Au tribunal judiciaire de Bobigny, dont il préside la 18e chambre correctionnelle, Youssef Badr, 42 ans, a eu à juger en comparution immédiate de nombreuses personnes interpelées au cœur des nuits d’émeutes qui ont suivi la mort de Nahel M., tué par un policier à Nanterre, le 27 juin.

Si certains prévenus, poursuivis pour « participation à un groupement en vue de la préparation de violences ou dégradations », « rébellion », « vols en réunion » ou « violences volontaires », sont multirécidivistes, d’autres en revanche n’ont aucun antécédent avec la justice ou la police.
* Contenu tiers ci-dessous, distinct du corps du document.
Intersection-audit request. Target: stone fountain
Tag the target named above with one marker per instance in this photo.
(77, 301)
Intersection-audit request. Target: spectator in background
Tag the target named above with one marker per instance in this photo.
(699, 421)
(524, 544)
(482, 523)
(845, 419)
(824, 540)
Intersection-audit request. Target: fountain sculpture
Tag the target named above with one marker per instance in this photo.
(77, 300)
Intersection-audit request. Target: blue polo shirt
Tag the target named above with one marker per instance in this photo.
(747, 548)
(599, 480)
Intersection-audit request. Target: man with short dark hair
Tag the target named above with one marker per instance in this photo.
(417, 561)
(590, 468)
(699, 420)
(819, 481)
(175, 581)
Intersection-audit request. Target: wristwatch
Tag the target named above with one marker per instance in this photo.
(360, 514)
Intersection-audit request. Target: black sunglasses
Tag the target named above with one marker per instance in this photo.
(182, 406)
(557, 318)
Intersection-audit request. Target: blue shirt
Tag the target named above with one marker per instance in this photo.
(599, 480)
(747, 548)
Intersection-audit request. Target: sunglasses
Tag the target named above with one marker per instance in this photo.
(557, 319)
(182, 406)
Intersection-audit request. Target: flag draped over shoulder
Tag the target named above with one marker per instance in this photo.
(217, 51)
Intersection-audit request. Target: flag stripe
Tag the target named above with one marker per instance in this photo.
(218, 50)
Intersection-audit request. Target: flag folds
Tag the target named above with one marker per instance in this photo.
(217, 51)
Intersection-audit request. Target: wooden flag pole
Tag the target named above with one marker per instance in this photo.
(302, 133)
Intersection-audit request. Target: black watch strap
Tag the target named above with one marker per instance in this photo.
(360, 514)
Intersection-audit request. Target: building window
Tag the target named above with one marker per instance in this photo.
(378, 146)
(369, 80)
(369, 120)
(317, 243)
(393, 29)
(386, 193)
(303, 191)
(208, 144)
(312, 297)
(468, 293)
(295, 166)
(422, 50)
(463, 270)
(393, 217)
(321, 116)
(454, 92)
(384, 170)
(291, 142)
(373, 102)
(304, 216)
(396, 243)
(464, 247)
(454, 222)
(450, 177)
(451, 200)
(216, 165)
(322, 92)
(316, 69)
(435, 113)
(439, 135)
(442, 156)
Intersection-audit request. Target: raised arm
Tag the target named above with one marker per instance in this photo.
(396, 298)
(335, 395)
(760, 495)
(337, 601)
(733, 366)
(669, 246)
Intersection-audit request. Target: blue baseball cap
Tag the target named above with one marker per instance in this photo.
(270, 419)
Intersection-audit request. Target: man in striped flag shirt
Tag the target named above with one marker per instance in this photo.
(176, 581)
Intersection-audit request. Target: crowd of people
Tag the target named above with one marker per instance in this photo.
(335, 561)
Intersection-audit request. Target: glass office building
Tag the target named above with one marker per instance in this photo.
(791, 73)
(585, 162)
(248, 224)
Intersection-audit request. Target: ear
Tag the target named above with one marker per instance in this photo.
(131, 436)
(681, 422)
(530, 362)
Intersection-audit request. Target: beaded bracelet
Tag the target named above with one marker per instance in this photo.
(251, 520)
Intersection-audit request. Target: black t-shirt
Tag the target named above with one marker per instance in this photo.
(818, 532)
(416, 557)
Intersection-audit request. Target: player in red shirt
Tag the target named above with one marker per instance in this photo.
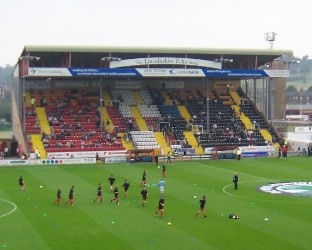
(22, 183)
(116, 195)
(58, 195)
(144, 194)
(99, 194)
(202, 202)
(143, 182)
(71, 197)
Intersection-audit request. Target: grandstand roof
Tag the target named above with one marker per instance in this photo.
(90, 56)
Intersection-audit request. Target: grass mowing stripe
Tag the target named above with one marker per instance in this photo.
(89, 225)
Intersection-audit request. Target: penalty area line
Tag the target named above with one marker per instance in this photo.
(14, 208)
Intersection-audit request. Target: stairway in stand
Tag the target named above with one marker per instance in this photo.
(162, 142)
(189, 136)
(139, 120)
(37, 143)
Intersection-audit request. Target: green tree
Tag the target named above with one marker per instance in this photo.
(305, 65)
(291, 88)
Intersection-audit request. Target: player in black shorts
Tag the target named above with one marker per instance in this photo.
(144, 194)
(161, 205)
(156, 160)
(111, 180)
(58, 196)
(143, 182)
(126, 186)
(116, 195)
(163, 172)
(202, 202)
(71, 196)
(99, 194)
(22, 183)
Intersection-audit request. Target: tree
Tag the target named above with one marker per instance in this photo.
(291, 88)
(305, 65)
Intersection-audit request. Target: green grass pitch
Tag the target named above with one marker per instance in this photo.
(37, 223)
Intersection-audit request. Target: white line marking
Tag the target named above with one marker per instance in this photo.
(15, 207)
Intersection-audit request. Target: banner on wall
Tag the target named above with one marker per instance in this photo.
(165, 61)
(222, 85)
(127, 85)
(172, 85)
(157, 72)
(86, 154)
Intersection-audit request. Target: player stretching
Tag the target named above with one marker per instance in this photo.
(111, 180)
(71, 197)
(161, 186)
(126, 186)
(143, 182)
(163, 170)
(116, 195)
(99, 195)
(144, 194)
(202, 202)
(58, 196)
(22, 183)
(161, 208)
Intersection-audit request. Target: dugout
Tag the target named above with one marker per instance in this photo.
(141, 155)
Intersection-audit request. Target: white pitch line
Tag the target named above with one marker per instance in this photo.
(15, 207)
(253, 176)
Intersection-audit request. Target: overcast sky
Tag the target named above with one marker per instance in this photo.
(169, 23)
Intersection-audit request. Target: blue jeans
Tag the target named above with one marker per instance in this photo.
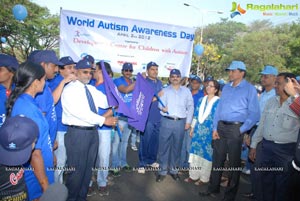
(119, 148)
(185, 150)
(61, 156)
(170, 143)
(103, 156)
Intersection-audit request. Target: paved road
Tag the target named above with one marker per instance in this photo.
(143, 187)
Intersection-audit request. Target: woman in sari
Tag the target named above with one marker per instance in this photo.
(200, 158)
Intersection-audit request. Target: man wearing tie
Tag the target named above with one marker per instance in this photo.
(80, 102)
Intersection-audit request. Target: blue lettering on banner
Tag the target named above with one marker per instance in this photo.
(80, 22)
(187, 36)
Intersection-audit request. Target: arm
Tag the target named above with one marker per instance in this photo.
(37, 164)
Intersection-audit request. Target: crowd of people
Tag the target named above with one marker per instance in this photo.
(56, 127)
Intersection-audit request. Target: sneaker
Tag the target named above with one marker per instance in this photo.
(103, 191)
(134, 148)
(116, 173)
(141, 170)
(127, 168)
(91, 192)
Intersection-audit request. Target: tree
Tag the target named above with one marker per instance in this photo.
(40, 30)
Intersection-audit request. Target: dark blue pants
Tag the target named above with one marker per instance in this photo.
(276, 158)
(149, 144)
(170, 143)
(82, 148)
(230, 143)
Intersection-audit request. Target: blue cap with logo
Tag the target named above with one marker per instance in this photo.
(237, 65)
(90, 58)
(127, 66)
(16, 137)
(47, 56)
(269, 70)
(197, 78)
(9, 61)
(175, 72)
(83, 64)
(150, 64)
(67, 60)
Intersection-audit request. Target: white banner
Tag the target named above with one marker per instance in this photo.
(118, 40)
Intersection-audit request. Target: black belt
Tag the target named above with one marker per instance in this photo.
(173, 118)
(84, 127)
(231, 122)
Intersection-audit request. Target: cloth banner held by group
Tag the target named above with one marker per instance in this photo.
(118, 40)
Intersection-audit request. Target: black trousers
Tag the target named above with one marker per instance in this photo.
(82, 148)
(277, 172)
(230, 142)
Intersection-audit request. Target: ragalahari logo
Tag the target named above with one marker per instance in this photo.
(236, 10)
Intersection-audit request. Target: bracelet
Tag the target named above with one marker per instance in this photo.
(295, 166)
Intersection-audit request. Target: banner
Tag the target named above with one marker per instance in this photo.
(141, 100)
(118, 40)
Ce qui rend la question de leur culpabilité beaucoup plus difficile à déterminer pour les magistrats, auxquels le garde des Sceaux, Éric Dupond-Moretti, a demandé, par le biais d’une circulaire diffusée le 30 juin, d’apporter une réponse judiciaire « rapide, ferme et systématique » aux incidents qui ont secoué la France au début de l’été.

la suite après cette publicité

Une injonction que Youssef Badr, attaché au devoir de réserve auquel il est soumis, s’interdit de commenter, soulignant que dans cette affaire, comme dans toutes celles qui passent entre ses mains, il rend la justice comme il a appris à le faire : en tenant compte des faits, de la loi, mais aussi de la personnalité du prévenu, de ses antécédents, de sa situation.
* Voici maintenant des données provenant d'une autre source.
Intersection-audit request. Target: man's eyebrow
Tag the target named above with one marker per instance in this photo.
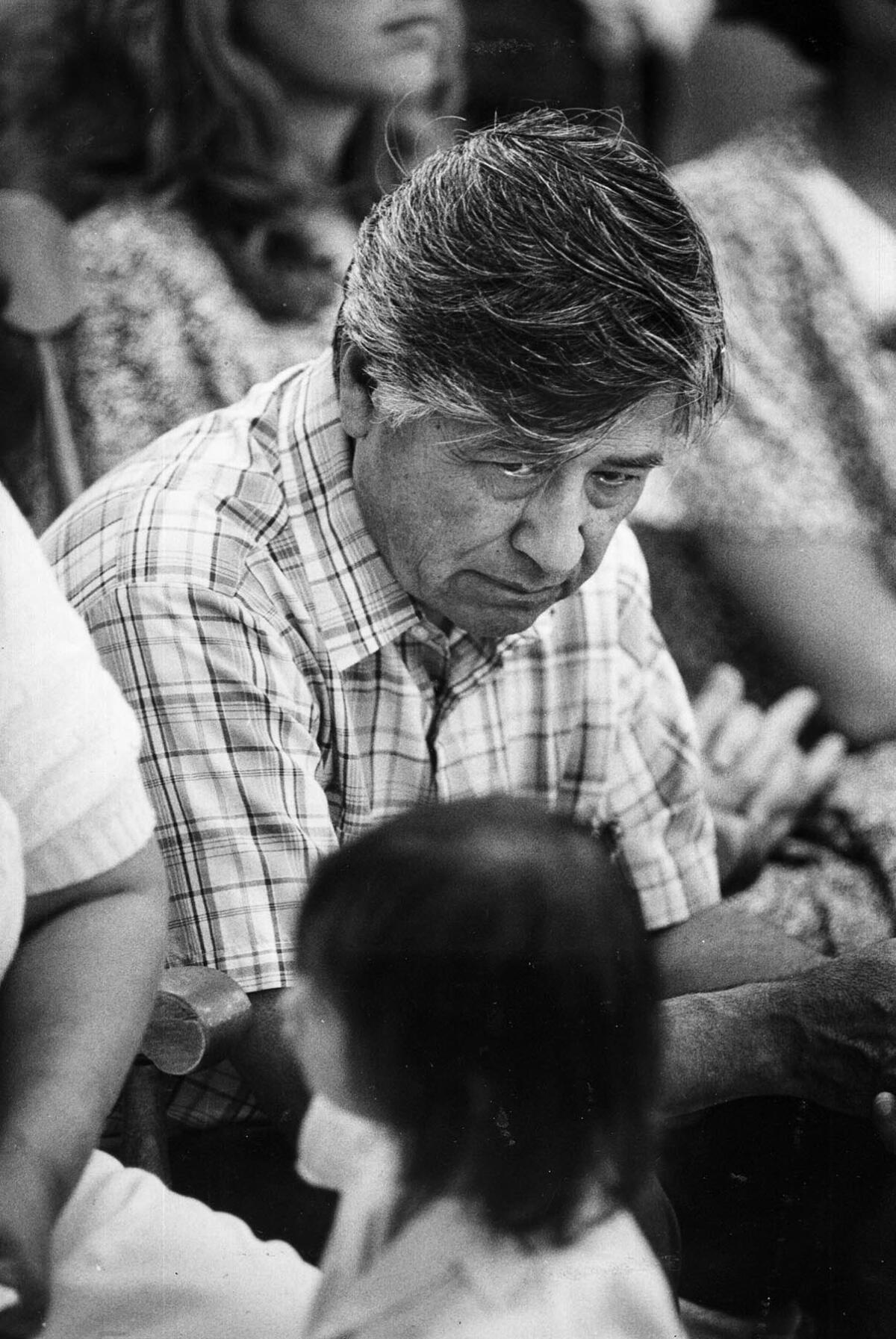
(642, 461)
Mais le magistrat, passé par la place Vendôme (dont il a été porte-parole) et par l’École nationale de la magistrature (ENM) – où il dirige une session de formation sur les réseaux sociaux –, tient à rappeler que le temps médiatique ne sera jamais celui de la justice.

Et que « la présomption d’innocence protège tout le monde : le pauvre comme le riche, le faible comme le puissant, le Noir comme le Blanc », rappelle cet enfant d’immigrés marocains qui, parallèlement à son travail de magistrat, se démène pour faire de l’égalité des chances une réalité, notamment par le biais de l’association La Courte Échelle, qu’il a créée en 2021 pour lutter contre le décrochage universitaire, en particulier dans les filières de droit.

Jeune Afrique : Vous êtes magistrat pour les comparutions immédiates au tribunal de Bobigny, en Seine-Saint-Denis, département réputé difficile où, à la suite de l’affaire Nahel et surtout des émeutes qu’elle a suscitées, vous avez vu comparaître de nombreuses personnes. Comment avez-vous vécu ce moment ?

la suite après cette publicité

Youssef Badr : En tant que magistrat, mon métier est de juger les affaires qui me sont présentées par le procureur de la République. Je suis magistrat depuis maintenant quinze ans et j’ai été formé pour faire face à une masse importante d’affaires, ainsi qu’au jugement de certaines affaires sensibles ou difficiles. Même si l’acte de juger n’est jamais simple, je n’ai pas spécialement de commentaire à faire sur la façon dont j’ai vécu ces moments s’agissant de l’exercice de mon métier.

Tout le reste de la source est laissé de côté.